Not all Republicans were cheering with those victories. The private option vote exposed a deep divide among GOP members on how to move forward on a federal health care law that they've run against for the past two elections.
Republicans also complained that the $4.9 billion budget signed into law didn't do enough to slow government spending and that the tax cut package didn't go far enough in cutting taxes sooner. They also saw the defeat of a measure to cap state spending growth, identified by House Republicans as a top priority.
Sen. Bart Hester, R-Cave Springs, objected that lawmakers were only cutting $10.7 million in taxes in the coming year while divvying up part of the state's surplus for various one-time projects around the state.
"I support any tax cuts, but I think the decimal point should be more to the right," Hester said.
Republicans, however, point to the size of the tax cuts in later years as a sign that they'll be able to cap spending in the future.

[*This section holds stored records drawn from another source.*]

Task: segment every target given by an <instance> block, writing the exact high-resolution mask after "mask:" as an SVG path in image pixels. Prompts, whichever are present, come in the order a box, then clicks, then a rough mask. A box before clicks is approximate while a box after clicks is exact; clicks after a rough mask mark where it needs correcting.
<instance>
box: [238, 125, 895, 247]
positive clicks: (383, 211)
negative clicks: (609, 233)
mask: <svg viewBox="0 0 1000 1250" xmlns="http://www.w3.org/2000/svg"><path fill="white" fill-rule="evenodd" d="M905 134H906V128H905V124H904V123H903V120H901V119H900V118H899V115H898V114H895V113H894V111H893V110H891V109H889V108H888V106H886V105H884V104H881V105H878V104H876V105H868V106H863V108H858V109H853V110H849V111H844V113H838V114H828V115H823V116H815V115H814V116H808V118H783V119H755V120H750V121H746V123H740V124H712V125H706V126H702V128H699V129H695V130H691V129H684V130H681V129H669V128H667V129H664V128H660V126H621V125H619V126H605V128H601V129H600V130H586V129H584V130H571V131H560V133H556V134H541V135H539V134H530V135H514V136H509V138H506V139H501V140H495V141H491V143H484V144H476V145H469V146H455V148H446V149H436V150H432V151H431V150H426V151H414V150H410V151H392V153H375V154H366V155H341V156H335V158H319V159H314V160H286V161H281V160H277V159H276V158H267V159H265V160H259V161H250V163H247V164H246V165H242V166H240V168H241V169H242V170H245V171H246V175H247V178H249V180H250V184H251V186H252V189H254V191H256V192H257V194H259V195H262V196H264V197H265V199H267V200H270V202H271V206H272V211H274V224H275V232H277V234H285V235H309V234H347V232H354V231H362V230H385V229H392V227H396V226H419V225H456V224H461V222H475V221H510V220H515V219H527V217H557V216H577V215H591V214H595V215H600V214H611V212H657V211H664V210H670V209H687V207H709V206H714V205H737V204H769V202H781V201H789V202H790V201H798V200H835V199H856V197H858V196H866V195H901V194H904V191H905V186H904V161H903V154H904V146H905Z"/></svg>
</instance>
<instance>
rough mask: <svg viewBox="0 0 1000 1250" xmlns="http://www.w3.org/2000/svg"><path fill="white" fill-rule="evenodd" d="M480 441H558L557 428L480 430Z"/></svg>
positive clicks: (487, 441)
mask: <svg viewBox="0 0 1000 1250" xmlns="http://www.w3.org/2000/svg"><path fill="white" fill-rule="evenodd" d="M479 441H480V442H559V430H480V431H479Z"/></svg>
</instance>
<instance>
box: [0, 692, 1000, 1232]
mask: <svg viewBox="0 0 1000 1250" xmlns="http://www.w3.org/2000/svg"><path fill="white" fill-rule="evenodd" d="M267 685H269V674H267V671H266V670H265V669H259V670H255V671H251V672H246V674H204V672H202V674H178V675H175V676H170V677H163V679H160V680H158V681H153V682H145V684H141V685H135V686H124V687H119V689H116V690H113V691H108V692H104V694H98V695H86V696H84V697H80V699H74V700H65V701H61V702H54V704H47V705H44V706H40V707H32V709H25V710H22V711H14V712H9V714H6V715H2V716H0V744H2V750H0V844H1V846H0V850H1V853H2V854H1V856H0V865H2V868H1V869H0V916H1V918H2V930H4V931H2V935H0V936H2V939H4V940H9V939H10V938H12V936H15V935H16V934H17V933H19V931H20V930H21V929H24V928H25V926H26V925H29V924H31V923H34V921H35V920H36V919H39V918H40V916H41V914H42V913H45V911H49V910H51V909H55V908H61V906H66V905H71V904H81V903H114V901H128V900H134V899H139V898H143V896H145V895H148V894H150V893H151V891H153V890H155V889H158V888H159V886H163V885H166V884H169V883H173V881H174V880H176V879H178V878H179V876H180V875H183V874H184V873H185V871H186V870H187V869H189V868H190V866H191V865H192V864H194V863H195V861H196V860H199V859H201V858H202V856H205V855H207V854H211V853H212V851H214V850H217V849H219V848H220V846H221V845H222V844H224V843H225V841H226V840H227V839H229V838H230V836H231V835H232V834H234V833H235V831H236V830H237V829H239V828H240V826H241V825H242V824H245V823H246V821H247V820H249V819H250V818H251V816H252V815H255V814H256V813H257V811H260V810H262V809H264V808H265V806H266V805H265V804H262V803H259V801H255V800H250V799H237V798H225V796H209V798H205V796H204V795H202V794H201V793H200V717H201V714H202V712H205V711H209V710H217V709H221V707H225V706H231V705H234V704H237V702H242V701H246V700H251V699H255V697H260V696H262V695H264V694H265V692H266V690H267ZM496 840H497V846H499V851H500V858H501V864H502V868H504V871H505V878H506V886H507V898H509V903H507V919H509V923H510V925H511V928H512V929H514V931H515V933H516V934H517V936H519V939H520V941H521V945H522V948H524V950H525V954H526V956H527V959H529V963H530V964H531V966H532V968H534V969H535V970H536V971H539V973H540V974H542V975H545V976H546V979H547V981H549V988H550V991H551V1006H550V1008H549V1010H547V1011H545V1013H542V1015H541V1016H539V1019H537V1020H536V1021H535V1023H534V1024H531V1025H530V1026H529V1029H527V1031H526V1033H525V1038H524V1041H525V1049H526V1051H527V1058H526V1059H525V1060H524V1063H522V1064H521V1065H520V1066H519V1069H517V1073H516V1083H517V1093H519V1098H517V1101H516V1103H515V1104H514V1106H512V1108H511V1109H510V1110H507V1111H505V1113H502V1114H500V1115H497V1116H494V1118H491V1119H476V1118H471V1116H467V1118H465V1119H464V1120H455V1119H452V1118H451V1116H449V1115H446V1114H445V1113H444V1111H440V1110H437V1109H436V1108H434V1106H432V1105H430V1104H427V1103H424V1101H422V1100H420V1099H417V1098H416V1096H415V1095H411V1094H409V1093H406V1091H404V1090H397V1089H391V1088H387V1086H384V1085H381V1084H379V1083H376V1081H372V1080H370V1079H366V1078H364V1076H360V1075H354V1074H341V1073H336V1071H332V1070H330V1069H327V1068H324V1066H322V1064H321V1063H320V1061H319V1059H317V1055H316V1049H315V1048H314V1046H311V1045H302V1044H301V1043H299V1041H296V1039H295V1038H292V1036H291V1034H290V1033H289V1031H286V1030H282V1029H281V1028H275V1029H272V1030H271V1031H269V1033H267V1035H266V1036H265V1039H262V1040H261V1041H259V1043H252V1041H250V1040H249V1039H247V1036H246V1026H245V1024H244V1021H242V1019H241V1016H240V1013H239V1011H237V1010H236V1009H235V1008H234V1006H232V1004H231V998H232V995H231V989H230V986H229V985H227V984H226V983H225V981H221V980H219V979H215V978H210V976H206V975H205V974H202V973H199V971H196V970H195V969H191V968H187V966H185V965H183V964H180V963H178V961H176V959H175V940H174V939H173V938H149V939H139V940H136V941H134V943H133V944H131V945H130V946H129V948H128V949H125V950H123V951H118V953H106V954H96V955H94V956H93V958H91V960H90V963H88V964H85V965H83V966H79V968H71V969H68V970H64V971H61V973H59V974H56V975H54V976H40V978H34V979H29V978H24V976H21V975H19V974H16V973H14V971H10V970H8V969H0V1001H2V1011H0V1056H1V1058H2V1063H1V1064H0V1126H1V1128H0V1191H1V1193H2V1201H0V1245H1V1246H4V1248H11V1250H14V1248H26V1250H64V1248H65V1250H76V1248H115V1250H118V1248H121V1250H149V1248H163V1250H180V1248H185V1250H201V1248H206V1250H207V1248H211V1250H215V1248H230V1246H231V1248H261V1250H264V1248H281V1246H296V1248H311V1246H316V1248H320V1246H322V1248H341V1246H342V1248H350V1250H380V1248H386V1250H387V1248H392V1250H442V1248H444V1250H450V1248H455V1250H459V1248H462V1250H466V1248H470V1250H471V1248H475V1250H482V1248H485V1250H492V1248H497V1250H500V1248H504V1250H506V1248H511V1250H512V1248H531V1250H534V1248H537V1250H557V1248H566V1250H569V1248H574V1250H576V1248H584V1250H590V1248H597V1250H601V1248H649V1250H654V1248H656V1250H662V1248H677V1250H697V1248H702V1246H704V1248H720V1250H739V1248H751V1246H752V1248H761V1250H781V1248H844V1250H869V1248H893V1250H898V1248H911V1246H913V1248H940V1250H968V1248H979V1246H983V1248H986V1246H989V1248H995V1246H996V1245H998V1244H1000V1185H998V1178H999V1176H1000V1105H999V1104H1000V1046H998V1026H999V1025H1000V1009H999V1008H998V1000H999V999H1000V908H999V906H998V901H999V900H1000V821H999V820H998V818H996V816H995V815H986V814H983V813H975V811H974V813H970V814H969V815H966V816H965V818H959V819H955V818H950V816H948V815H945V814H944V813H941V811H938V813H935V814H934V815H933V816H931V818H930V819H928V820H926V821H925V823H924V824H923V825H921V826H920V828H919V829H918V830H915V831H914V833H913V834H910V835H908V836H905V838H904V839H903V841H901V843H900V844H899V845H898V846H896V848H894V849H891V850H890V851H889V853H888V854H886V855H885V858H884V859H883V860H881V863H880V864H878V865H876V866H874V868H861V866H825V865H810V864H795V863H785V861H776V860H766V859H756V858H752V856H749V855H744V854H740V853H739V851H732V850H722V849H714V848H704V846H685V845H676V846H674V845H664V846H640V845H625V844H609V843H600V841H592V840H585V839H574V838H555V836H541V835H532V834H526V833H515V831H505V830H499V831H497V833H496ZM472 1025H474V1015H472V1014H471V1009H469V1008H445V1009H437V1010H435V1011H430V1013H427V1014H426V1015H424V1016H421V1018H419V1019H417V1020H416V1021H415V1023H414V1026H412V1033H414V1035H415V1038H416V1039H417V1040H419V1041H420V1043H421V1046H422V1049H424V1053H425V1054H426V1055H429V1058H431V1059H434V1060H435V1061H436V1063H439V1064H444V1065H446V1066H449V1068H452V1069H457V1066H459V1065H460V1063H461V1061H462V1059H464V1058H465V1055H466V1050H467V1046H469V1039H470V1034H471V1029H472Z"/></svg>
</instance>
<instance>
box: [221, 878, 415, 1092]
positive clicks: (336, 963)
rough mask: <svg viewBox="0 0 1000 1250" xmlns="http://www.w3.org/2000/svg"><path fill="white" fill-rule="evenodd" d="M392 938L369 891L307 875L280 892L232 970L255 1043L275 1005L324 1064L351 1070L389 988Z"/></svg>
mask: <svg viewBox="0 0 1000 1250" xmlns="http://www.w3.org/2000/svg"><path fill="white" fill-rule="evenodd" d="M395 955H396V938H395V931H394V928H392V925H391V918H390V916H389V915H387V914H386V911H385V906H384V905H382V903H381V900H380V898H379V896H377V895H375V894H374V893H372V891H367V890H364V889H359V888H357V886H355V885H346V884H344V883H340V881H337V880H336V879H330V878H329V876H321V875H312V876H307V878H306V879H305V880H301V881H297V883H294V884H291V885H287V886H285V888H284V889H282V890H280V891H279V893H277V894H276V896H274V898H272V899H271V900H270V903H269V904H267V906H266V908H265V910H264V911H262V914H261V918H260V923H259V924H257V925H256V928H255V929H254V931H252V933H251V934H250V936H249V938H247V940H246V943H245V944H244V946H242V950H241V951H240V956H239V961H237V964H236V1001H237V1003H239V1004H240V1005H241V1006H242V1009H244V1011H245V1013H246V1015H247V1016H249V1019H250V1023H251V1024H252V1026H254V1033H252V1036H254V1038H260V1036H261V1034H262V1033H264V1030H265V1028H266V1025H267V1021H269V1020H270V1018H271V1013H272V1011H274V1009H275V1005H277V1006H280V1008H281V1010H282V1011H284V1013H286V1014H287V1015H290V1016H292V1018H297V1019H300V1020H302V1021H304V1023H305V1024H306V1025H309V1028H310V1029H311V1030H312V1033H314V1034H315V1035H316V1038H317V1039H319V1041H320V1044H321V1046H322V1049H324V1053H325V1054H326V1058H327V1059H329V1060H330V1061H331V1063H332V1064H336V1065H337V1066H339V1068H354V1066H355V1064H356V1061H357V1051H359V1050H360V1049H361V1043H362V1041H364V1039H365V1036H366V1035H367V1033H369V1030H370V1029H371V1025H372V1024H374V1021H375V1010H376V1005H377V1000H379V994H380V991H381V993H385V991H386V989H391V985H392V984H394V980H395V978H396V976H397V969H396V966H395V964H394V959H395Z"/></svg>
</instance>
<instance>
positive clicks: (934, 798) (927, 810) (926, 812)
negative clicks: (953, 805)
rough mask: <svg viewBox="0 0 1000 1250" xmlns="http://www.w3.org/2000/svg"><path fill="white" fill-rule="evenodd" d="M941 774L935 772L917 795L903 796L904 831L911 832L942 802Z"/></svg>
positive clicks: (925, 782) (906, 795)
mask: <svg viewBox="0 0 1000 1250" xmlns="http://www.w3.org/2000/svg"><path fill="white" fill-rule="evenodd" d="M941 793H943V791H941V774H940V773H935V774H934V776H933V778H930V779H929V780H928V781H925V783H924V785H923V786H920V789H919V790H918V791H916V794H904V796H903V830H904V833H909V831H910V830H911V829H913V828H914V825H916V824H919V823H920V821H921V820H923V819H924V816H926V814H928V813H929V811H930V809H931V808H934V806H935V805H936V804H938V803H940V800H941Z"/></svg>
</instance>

Beebe, meanwhile, can claim a win with the passage of his plan to eventually cut the grocery tax once the state's bond obligations or desegregation payments drop by $35 million over a six-month period.
Legislative leaders said they were taking complaints from the left and right as a sign of success for the session.
"It's probably like your business, when people you're writing about on both sides complain, you guys consider yourselves pretty close to on target," Senate President Pro Tem Michael Lamoureux told reporters last week. "When we're being attacked from the political right and the political left, I think we're probably down the Arkansas middle of the road."